Meta, a leading tech company, has developed new AI models that were trained using the Bible to recognize and generate speech in over 1,000 languages. The company aims to employ these algorithms in efforts to preserve languages that are at risk of disappearing.
Currently, there are approximately 7,000 languages spoken worldwide. To empower developers working with various languages, Meta is making its language models publicly available through GitHub, a popular code hosting service. This move encourages the creation of diverse and innovative speech applications.
The newly developed models were trained on two distinct datasets. The first dataset contains audio recordings of the New Testament Bible in 1,107 languages, while the second dataset comprises unlabeled New Testament audio recordings in 3,809 languages. By leveraging these comprehensive datasets, Meta’s research scientist, Michael Auli, explains that the models can be utilized to build speech systems with minimal data.
While languages like English possess extensive and reliable datasets, the same cannot be said for smaller languages spoken by limited populations, such as those spoken by only 1,000 individuals. Meta’s language models provide a solution to this data scarcity, enabling the development of speech applications for languages lacking adequate resources.

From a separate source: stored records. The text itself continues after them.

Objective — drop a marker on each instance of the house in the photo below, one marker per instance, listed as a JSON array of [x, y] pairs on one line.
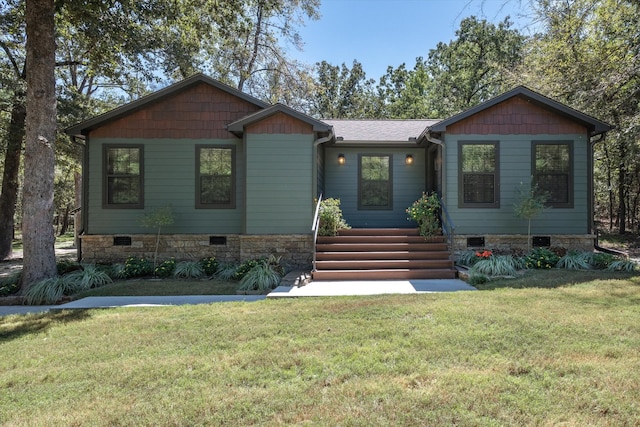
[[242, 176]]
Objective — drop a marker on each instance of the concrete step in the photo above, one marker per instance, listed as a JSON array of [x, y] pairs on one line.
[[384, 264], [391, 274]]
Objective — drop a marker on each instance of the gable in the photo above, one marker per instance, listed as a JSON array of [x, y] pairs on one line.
[[515, 116], [280, 123], [200, 111]]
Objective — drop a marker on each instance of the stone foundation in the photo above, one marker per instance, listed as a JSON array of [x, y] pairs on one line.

The researchers assert that their models can not only converse in over 1,000 languages but also recognize more than 4,000 languages. Furthermore, when compared to rival models like OpenAI Whisper, Meta’s version exhibited a significantly lower error rate despite covering a broader range of languages, exceeding even 11 times more language coverage.
However, the scientists acknowledge that the models may occasionally mistranscribe specific words or phrases. Additionally, their speech recognition models displayed a slightly higher occurrence of biased words compared to other models, albeit only by a marginal increase of 0.7%.
Chris Emezue, a researcher at Masakhane, an organization focused on natural-language processing for African languages, expressed concerns about the use of religious text, such as the Bible, as the basis for training these models. He believes that the Bible carries inherent biases and misrepresentations, which could impact the accuracy and neutrality of the models’ outputs.
This development poses an important question: Is Meta’s advancement in language models a step forward, or does its utilization of religious text for training introduce controversial elements that hinder its overall impact? The conversation around the ethical considerations and potential biases involved in training language models remains ongoing.